Almost 900 pertussis cases have been identified in San Diego County this year, the county Health and Human Services Agency reported Friday.

The total so far puts the region on track to far surpass the recent high for cases of pertussis, also known as whooping cough. In 2010, 1,179 cases were reported.

Whooping cough. Photo credit: Akron Childrens/YouTube
Whooping cough. Photo credit: Akron Childrens/YouTube

“The county and the state are experiencing an epidemic of pertussis,” said Dr. Wilma Wooten, the county public health officer. “Infants are at greatest risk for severe illness and death from pertussis, so we are urging parents to vaccinate their children and pregnant women to be vaccinated to protect their babies.”

The HHSA said there have been 895 confirmed cases of pertussis so far this year. There were 120 cases reported at this same time last year and a total of 431 in 2013.

Information about whooping cough and vaccination clinics is available at the HHSA Immunization Branch by calling (866) 358-2966.

Statewide, the California Department of Public Health reported 5,393 cases of whooping cough through early July, with one fatality, a 5-week-old infant from Riverside County.

San Diego is not alone.

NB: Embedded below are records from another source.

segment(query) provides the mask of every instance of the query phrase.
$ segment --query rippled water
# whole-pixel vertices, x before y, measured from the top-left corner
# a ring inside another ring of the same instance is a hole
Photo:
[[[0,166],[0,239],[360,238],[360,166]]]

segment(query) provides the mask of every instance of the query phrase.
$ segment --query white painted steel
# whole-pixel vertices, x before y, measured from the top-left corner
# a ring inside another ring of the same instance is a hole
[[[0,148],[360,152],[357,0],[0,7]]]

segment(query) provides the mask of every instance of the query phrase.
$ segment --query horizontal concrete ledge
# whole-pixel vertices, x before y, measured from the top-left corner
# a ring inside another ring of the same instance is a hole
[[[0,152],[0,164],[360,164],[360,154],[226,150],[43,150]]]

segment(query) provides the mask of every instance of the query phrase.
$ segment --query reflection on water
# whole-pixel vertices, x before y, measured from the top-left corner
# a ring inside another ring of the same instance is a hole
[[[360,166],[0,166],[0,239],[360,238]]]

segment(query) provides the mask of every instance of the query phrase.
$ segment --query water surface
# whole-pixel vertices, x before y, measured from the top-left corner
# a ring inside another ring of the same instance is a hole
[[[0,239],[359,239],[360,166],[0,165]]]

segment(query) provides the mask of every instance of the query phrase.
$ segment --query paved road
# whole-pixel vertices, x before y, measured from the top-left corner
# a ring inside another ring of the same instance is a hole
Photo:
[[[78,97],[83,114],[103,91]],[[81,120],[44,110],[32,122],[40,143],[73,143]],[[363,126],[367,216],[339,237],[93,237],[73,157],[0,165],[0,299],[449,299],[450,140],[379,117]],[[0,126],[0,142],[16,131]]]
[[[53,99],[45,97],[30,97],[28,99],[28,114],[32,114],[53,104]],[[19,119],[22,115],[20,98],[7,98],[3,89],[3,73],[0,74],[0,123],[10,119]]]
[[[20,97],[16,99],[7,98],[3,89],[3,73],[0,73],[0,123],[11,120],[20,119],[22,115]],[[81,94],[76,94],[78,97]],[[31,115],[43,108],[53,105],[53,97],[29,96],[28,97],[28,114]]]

Southern California is experiencing a higher-than-average occurrence of the disease, with much higher infection rates being reported in Fresno, Humboldt, Marin, Napa, Sonoma, Yolo and Tehama counties, according to state health officials.

A typical case of pertussis starts with a cough and runny nose for one to two weeks, followed by weeks to months of rapid coughing fits that sometimes end with a whooping sound. Fever, if present, is usually mild.

Antibiotics can prevent spreading the disease to others and can lessen the severity of symptoms, according to health officials.

The U.S. Centers for Disease Control and Prevention recommends that children get doses of the vaccine at the following ages: 2 months, 4 months, 6 months, 15 to 18 months, and 4 to 6 years. Health officials also recommend that preteens and adults get a booster.

Infants younger than a year old are especially vulnerable because they do not have the full five-dose series of pertussis vaccinations.

Parents can obtain the vaccine series and the booster shot for themselves and their children through their primary care physician. Local retail pharmacies offer vaccinations for a fee, and anyone not covered by a medical insurance plan can get the shot from a county public health center at minimal or no cost.